365LIGA RAYO VALLECANO

Seperti yang kita semua ketahui, pihak klub Rayo Vallecano mengalami kekalahan cukup memalukan ketika menjalani pertandingan kontra Real Madrid, yakni dengan skor akhir 2-10. Hal tersebut lantas membuat juru taktik Vallecano yang memiliki nama lengkap Paco Jemez itu merasa terhina. Manajer Jemez mengatakan bahwa dirinya sangat kaget ketika melihat para pemainnya dipermalukan oleh pihak El Real dalam laga yang berlangsung kemarin di markas Madrid, yaitu stadion Santiago Bernabeu.

Sebenarnya, pihak Los Vallecanos tidak tampil terlalu buruk di babak pertama pertandingan. Mereka bahkan sempat mencetak dua gol melalui Antonio Amaya dan juga Jozabed dan terlebih dahulu unggul atas Los Blancos dengan skor 2-1. Namun, petaka pun menghampiri ketika laga memasuki menit ke-14 saat Raul Baena diberikan kartu kuning ke-2 yang menyebabkan dirinya harus meninggalkan lapangan hijau.

Usai pemain yang saat ini berusia 26 tahun tersebut diusir wasit untuk keluar lapangan, situasi pertandingan juga berubah total. Pihak klub yang diasuh oleh manajer Rafael Benitez itu pun mendominasi permainan dengan sangat leluasa serta tidak memberikan ampun untuk Vallecano. Gawang yang dijaga oleh Yoel itu berhasil dibobol Los Merengues sebanyak sembila kali, termasuk empat gol yang dipersembahkan oleh winger andalan Los Merengues, yaitu Gareth Bale.

“Pada pertandingan tersebut, kami benar-benar merasa terhina karena harus menerima kekalahan yang cukup memalukan atas Madrid. Akan tetapi, saya bersikap seperti baik-baik saja atas kejadian itu.

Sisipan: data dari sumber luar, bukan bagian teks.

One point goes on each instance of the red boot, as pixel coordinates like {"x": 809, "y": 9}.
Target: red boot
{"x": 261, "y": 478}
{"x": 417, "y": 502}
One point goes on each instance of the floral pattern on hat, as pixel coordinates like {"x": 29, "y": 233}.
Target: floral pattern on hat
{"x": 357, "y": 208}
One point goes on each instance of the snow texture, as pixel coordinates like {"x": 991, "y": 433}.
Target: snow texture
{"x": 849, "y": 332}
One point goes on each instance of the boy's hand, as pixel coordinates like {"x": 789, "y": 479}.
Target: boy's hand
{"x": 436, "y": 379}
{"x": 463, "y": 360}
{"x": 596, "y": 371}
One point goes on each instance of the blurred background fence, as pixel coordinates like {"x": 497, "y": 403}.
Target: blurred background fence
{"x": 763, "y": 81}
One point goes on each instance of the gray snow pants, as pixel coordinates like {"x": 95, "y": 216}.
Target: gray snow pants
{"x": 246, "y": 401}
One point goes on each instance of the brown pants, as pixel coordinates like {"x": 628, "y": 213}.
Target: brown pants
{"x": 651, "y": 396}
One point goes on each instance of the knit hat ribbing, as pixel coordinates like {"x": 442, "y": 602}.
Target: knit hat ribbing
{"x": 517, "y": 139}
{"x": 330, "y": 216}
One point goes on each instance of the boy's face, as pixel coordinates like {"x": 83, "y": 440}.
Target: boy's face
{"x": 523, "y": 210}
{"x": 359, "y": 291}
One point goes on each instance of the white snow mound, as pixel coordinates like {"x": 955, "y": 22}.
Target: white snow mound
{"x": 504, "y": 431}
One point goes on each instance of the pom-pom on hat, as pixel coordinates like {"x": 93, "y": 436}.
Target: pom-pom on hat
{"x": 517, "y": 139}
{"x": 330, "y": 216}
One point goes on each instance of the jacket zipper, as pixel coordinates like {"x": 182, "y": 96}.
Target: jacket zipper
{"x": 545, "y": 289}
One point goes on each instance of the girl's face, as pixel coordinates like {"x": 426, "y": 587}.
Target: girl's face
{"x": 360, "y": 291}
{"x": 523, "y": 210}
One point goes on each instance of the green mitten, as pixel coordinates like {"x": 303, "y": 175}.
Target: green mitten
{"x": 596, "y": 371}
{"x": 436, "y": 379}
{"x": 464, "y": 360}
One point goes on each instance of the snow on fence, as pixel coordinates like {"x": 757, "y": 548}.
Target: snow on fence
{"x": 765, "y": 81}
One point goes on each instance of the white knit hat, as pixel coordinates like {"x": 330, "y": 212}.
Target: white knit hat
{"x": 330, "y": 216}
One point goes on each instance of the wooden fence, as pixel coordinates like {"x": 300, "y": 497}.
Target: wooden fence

Para pemain sudah tampil dengan performa yang sangat baik. Seharusnya hal ini tidak terjadi, rasanya seperti berada dalam sebuah mimpi buruk,” ujar manajer Jemez memberikan komentar usai dipermalukan Madrid.

“Sudah lama sekali saya tidak melihat kejadian yang begitu aneh dan juga memalukan. Hal ini bukan merupakan keuntungan untuk pihak mana pun. Tidak ada yang mendapatkan keuntungan atas apa yang terjadi ini,” tuntasnya.